House Democrats Unveil a Proposed $190 Billion Investment in Home Care and Face Deadlines for Fiscal Year 2022 


Situation Report | September 13, 2021    

This week, the House Energy and Commerce Committee will mark up their portion of a $3.5 trillion reconciliation package that includes $190 billion for home care services under Medicaid, the majority of which would be distributed through an increase in FMAP funding should states meet the requirements set forth in the bill to “expanding and enhancing home and community-based services.”   
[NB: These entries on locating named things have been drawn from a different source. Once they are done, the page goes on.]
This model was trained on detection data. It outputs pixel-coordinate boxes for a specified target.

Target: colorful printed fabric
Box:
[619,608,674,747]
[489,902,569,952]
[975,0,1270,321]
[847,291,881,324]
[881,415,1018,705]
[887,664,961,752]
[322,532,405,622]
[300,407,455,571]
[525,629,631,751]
The criteria to receive these funds would include “adopting or improving training programs for direct care workers and family caregivers,” as well as expansion of technology, modifying rate setting processes and other federal mandates in an attempt to improve access to home care.  

The Senate has yet to provide legislative text for their version of the reconciliation bill, but their overall package will be considerably less than the House’s $3.5 Trillion price tag. Should the Senate reach an agreement, which is becoming more of a difficult task each week, the overall funding levels will be smaller, which will decrease what is available for any potential home care investment.   

During the month of September, Congress will still need to pass a debt ceiling extension, which allows the federal government to continue borrowing money, as well as a continuing resolution to fund the daily activities of the Federal Government.  

As reported last week, there is growing concern over the size and scope of the reconciliation package by a number of Democratic Senators and House Members. As Congress inches closer to the end of the fiscal year, it may prove more difficult to pass a reconciliation bill in any form.